On a tendance à penser que seule valent les aventures modernes que l’on couvre souvent de superlatifs. La ré édition d’un film des années 50 nous montre que certains n’ont pas attendu le confort du GPS et du téléphone satellite pour écrire de belles histoires. Ainsi en est-il de l’aventure des « 4 du Moana ». Moana : « l’immensité des océans » en tahitien… tout un programme. Le 29 juin 1954, un petit cotre de 12 mètres s’élançait de Saint Malo. A bord 22 fusils sous marins, 150 harpons, cinq cannes à pêche, deux fusils, une carabine, deux revolvers , deux caméras et six appareils photo ; mais aussi quatre jeunes gens, dont trois plongeurs, bien décidée à vivre leur passion, tout autour du monde. L’instigateur c ‘est Bernard Gorsky . Il vient de publier un livre sur la chasse sous marine en Méditerranée. Par boutade, son éditeur lui dit « pourquoi pas le monde entier maintenant ? »… ; chiche ! Ses compagnons viennent de tous horizons : Serge Arnoux, tahitien et plongeur, Roger Lesage, ajusteur et expert en chasse sous marine, Pierre Pasquier, ingénieur et marin de service. De l’Europe aux Antilles, puis au Pacifique Sud, en passant par la Nouvelle Calédonie et la mer Rouge, le petit voilier, sur lequel, certains ne traverseraient pas la rade de Brest, fait sa route pendant deux ans.
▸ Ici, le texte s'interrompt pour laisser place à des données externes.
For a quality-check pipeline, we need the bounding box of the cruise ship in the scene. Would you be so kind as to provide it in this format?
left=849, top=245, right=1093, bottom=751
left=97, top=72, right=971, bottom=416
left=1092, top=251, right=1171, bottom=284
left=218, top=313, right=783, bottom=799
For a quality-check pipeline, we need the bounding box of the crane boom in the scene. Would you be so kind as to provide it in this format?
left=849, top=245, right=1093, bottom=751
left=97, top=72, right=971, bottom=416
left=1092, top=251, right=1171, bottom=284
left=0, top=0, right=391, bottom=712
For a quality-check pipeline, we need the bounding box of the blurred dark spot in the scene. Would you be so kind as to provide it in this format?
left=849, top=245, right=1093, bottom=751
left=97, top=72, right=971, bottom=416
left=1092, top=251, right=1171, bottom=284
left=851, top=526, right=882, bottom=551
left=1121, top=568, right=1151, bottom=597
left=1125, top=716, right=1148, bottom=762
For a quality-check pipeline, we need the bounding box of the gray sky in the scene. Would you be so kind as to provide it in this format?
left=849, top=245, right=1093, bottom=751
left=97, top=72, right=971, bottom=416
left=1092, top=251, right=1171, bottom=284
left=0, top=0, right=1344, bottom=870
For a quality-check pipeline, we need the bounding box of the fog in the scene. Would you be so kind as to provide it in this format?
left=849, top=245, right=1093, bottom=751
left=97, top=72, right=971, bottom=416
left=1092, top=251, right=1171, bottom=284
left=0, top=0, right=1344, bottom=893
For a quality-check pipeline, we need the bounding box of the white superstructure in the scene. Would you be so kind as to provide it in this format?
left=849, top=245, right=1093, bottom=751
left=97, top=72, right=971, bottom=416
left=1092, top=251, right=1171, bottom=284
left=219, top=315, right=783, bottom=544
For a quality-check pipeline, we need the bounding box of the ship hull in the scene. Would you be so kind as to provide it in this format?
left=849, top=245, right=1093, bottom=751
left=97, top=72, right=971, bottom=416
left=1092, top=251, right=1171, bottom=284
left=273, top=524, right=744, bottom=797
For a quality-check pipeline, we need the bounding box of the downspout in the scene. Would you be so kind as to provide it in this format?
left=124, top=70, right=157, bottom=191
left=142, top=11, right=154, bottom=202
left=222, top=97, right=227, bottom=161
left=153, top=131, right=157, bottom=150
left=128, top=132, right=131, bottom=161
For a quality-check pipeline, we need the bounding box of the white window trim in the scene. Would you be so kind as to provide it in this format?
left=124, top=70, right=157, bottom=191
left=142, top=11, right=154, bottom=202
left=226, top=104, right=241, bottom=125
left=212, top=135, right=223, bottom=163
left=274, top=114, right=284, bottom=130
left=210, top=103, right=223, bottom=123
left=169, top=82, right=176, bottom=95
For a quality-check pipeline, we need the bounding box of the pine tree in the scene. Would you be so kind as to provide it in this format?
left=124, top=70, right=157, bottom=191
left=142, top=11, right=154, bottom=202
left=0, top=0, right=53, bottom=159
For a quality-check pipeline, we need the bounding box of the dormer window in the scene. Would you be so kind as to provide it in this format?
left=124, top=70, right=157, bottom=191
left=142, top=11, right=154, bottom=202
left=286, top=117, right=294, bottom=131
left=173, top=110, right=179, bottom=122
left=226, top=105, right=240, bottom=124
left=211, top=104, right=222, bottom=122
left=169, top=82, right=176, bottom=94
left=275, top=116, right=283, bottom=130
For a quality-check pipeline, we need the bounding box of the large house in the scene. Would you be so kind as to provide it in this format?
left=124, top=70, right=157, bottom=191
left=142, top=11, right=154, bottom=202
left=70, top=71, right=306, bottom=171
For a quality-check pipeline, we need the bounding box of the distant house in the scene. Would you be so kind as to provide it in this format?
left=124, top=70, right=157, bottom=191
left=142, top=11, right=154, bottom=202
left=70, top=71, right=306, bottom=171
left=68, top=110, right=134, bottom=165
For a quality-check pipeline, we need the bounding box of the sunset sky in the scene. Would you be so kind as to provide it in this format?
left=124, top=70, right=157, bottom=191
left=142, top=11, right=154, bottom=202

Il y a le coté paradisiaque : des fonds marins qui ne sont pas encore ravagés, des animaux qui les approchent innocemment, des pêches miraculeuses comme cette loche de 160 kg ; des rencontres époustouflantes comme le rare requin léopard sur lequel ils se payent le luxe de faire du cheval, ou dangereuses comme le requin tigre qui manque de faire chavirer leur annexe.

Il y a les galères à commencer par celle de faire cohabiter quatre fortes personnalités, entassés dans 9 mètres carrés ; les fortunes de mer, quand on déchire à répétition les voiles en coton, que l’on se retrouve perdu dans la brume, ou que l’on manque de s’échouer sur des récifs. Du coté de Tahiti, ils doivent même se renseigner à terre pour savoir sur quelle île ils ont abordé. Il y a aussi la caisse du bord, perpétuellement vide qui les obligent à s’instituer moniteurs de plongée, vendeurs de poisson, conférenciers ou reporters.

Leur tendance à tirer sur tout ce qui se promène dans l’eau, pourra choquer les défenseurs actuels de l’environnement, autre temps, autres mœurs ! A une époque où les océans rengorgeaient tant de poissons de toutes tailles, il ne leur venait pas à l’idée que la vie marine puisse être fragile.

Deux événements ont remis à l’honneur les 4 du Moana. L’association « aventures pluriel » à Cagnes sur mer, a entamé la rénovation du brave bateau qui a été classé « d’intérêt patrimonial » et le film rapporté de leurs navigations ressort en DVD chez Gaumont. Quand au livre qui fut un best seller réédité 52 fois, il vous reste internet pour vous le procurer.

Moralité : un projet, quelques têtes bien faites, un peu de courage et de faibles besoins….. la recette n’est pas nouvelle et elle continue à fonctionner. Avis à ceux qui veulent s’en inspirer.

Allez, je vous laisse rêver à vos prochaines aventures.